KS - 13. Bölüm: TEKLİF

17.2K 1.2K 336
                                    

Yorum sınırı; 290.

14. Bölüm, sınır geçince gelecek.


13. BÖLÜM: TEKLİF

Kırılmış ruhlar, kapılarına zincir vurulmuş kalplere ev sahipliği yapardı...

Ellerini saçlarından geçirip karşısında ezilen, büzülen kadına baktı. Söylediklerinden ne anlamış, ne anlamamış pek belli olmasa da Cihangir bu konuyu burada kapatmayacaktı. Onun üzülmesine, hor görülmesine izin vermeyecekti.

"Şey ben... Öyle deme Cihangir. Bizim hukukumuz var. Biz küçüklükten beri tanışıyoruz. Hem ben seni seviyorum," gözleri dolu dolu olmuş ve kendini anlatmak istiyordu Narin. Bu kadın onun Cihangir'ini ondan almak için elinden geleni yapıyordu ve Narin bir kez daha onu kaybetmeyi göze alamazdı. Ellerini tutmak istedi, o her zaman sarılmak istediği göğsüne yaslanmak, kollarını bedenine sarmak ve nefesini nefesinde hissetmek istiyordu. Ne yapacağını bilemez bir halde uzandı ellerine ama boşluğu yakalamaktan başka bir işe yaramadı. Cihangir ona vebalıymış gibi bakıp kaçmıştı.

"Senin hukukun benimle değil annemle. Annem sana ne söz verdi bilmiyorum ama onun sözleri beni değil, onu bağlar. Şimdi buraya nasıl geldiysen öyle git," eli ile kapıyı gösterip son sözünü söyledi Cihangir. Narin'in dudakları titrerken gözleri adamın arkasındaki kadına takıldı. Onun sevinçten dört köşe olduğundan emindi. Bu onu daha da kızdırıyordu.

"Onun önünde beni böyle aşağılayamazsın." Onun önünde derken Gülfem'i işaret ediyordu. Gülfem ise duygusuz bir ifade ile ikiliyi izlese de Cihangir'in nefretine maruz kalmadığı için halinden memnundu. Narin için üzülüyor muydu? Asla! Narin için gram üzülmemiş, canı sıkılmamıştı. Adalet er ya da geç tecelli ediyordu. Onu nasıl azarlamış, hor görmüşse şimdi aynı muameleye kendisi maruz kalmıştı.

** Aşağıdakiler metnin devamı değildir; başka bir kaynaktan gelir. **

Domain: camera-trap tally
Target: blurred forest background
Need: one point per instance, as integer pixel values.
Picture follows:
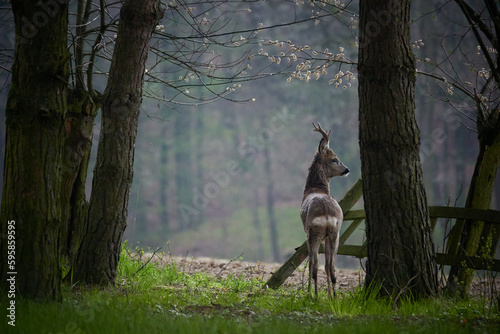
(225, 178)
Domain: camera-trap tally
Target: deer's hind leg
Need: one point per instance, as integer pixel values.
(330, 265)
(313, 243)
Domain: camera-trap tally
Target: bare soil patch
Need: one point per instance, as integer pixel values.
(347, 279)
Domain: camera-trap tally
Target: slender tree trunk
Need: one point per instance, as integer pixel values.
(98, 256)
(199, 148)
(468, 237)
(35, 135)
(273, 228)
(400, 248)
(164, 180)
(184, 171)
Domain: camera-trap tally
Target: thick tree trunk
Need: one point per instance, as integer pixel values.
(35, 135)
(79, 125)
(98, 256)
(400, 248)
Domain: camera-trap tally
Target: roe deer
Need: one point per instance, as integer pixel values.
(320, 212)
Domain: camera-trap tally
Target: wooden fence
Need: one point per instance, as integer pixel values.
(353, 218)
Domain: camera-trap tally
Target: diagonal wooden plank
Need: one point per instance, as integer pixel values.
(279, 277)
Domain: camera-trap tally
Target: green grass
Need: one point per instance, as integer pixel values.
(165, 299)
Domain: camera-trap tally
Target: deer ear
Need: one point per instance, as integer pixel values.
(323, 146)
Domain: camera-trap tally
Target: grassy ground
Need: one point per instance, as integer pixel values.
(157, 299)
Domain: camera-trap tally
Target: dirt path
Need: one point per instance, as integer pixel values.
(347, 279)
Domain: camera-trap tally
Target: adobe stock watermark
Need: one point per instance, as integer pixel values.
(30, 26)
(378, 20)
(11, 273)
(248, 150)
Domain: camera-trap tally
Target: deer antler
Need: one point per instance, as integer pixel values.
(326, 135)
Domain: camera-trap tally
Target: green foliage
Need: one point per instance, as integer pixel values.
(154, 297)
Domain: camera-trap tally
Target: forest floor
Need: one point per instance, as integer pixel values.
(347, 279)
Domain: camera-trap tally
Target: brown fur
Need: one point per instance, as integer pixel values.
(320, 213)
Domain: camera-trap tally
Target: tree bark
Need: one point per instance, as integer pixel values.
(184, 172)
(469, 238)
(400, 249)
(98, 256)
(35, 135)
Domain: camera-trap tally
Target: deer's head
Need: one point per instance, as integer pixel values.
(326, 158)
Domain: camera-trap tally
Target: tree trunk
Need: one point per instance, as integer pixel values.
(79, 125)
(469, 237)
(98, 256)
(400, 248)
(164, 180)
(35, 113)
(187, 215)
(273, 228)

"Narin defol git evimden," öyle çok bağırdı ki arkasında duran kadının bile titrediğini hissetmişti. Narin aynı pozisyonda duruyordu. Korkmamış, irkilmemişti ve dik dik adamın yüzüne bakıyordu. İkili birbirine bakarken mutfağın kapısı arkasına kadar açıldı. Zehra Hanımın kocaman olmuş gözleri ilk önce oğlunun ve Narin'in üzerinde gezindi, ardından oğlunun arkasında kalan kadına değdi. Sesleri içeriye kadar gelmişti ve durumu nasıl kurtaracağını düşünüyordu.

"Oğlum ne oluyor böyle? Sesiniz içeriye kadar geliyor." Bakışları hızla aralarında gidip gelirken oğlu cevap verme tenezzülünde bulunmuştu.

"Ortağını kapıya kadar geçir anne. Bu kızı bir daha burada görmek istemiyorum." Zehra Hanım ve Narin şaşkın bir halde baktılar Cihangir'e. Adam gayet net bir şekilde ifade etmişti ama ikili anlamakta güçlük çekiyordu. Narin kabul etmek istemiyor, Zehra Hanım ise ne olduğunu anlayamıyordu hâlâ.

"Ne diyorsun sen Cihangir?"

"Gayet açık konuşmuştum oysa. Bu kızı artık evimde görmek istemiyorum. Kibirden önünü göremeyen insanlarla aynı evde, aynı havayı teneffüs etmek, hele hele oğlumu sürekli kucağında bulmak istemiyorum. Sana defalarca söyledim ama anlamıyorsun bak yeniden söylüyorum 'bu kızı artık görmek istemiyorum'." Narin hıçkırıklarla ağlarken Cihangir arkasında duran kadının elini tuttu. Arkasını dönüp gözlerinin içine bakarken Gülfem'in gözlerinde gördüğü kendi ifadesi içini ısıtmıştı. Kadının tepki göstereceğini bilmese alıp ciğerlerinde saklardı. Kimse ona zarar vermesin istiyordu.

"Kızım dur. Narin dur yavrum..." Narin ve Zehra Hanım mutfaktan çıkarken Cihangir umursamadan elinden tuttuğu kadına bakıyordu. Parmakları tenini okşarken onları izleyen kimse umurunda değildi.